El nuevo consejero de Educación de la Generalitat, Josep González Cambray, fue uno de los salpicados en la operación Voloh de la Guardia Civil, que investigaba en octubre de 2020 la financiación del procés y de la estructura de Carles Puigdemont en Waterloo.
Aquella extremaunción de la Benemérita acabó en 21 detenciones entre las que se encontraban Josep Alay, David Madí, Xavier Vendrell, Oriol Soler, Xavier Vinyals, Ramon Vila y el mismo González Cambray, un señor pegado a la burocracia de la inmersión lingüística a gran escala, pero sin obra educativa ni currículo académico.
Es de ERC, como su antecesor en el cargo, Josep Bargalló, y gracias a su militancia republicana, González Cambray se mece en el vaivén tranquilo del modelo escocés. Antes de conocer su rol en el nuevo ejecutivo, el conseller de Educación deberá prestar atención a las plataformas asamblearias del mundo de la educación que funcionan como realidades autogobernadas y ajenas al proceso de representación institucional. Cambray tiene todos los números para servir de instrumento a la vuelta de tuerca definitiva que nos traslada al uso del catalán, como lengua única. Pero, ay, en un juzgado de instrucción de Barcelona sigue flotando la acusación por malversación contra los 21 altos cargos; es una espada de Damocles a futuro. Que nadie se confunda porque el mundo de los tribunales es un camino sedoso que de repente se eriza de espinas. Haría bien el nuevo Govern de Pere Aragonès en no olvidar que sus consejeros Roger Torrent, Natàlia Garriga y Josep González Cambray están inmersos en procesos judiciales.

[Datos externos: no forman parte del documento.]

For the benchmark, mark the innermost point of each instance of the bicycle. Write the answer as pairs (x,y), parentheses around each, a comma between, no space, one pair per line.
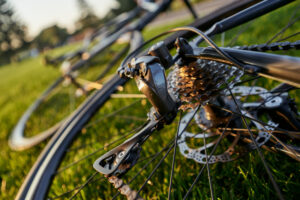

González Cambray tiene su aquel, aunque solo sea cacofónico; su gesto dice “soy un gestor”. Pues vamos mal, porque nadie se mete en política para gestionar; o mejor, solo lo hacen los que aceptan la obediencia de partido como un sacrificio del intelecto. Étienne de La Boetié (en su Discurso de la servidumbre voluntaria) estudió las razones que llevan al hombre a “inventar sus propios amos y poner su vida en sus manos”. Vivimos entre la libertad y la necesidad de servir voluntariamente. Si ponemos lo segundo por delante, no haremos sino perpetuar nuestra complicidad con quienes provocan la infección. Y el soberanismo es una infección, la hidra de mil cabezas que vive en los interiores de una sociedad atemorizada por la creciente pobreza y dominada por el resentimiento.
González Cambray entra en el ejecutivo catalán dispuesto a liquidar el bilingüismo. Lo hace desde el papel de víctima, aunque la brecha cultural que exhibe no le convierte necesariamente en actor político. Es cierto que, en el conflicto territorial, no podemos dar por definitivos los mecanismos de representación que intervienen en la arquitectura del Estado. Pero el bloque indepe --Junts, ERC y CUP-- se escora hacia fuera de lo político, cuando lo que refuta es su propia representación. El cargo electo exige el derecho a la vida muelle del aforado, pero no acepta las reglas del juego del Estado de derecho. Su avalancha empieza en la resistencia, virtud estoica por naturaleza, para después apelar a la rebelión ética, su justificación última, sonora y callejera.
Cambray sabe muy bien que la multitud se guía a partir de las entidades civiles (Ómnium, ANC, etc.), encargadas de fomentar el elitismo monoglósico. El conseller acepta que nuestra revolución digital, la imaginaría y el arte pierdan peso ante la emergencia lingüística; estimula unas aulas laminadas por el vandalismo de las plataformas, correas de transmisión soberanista.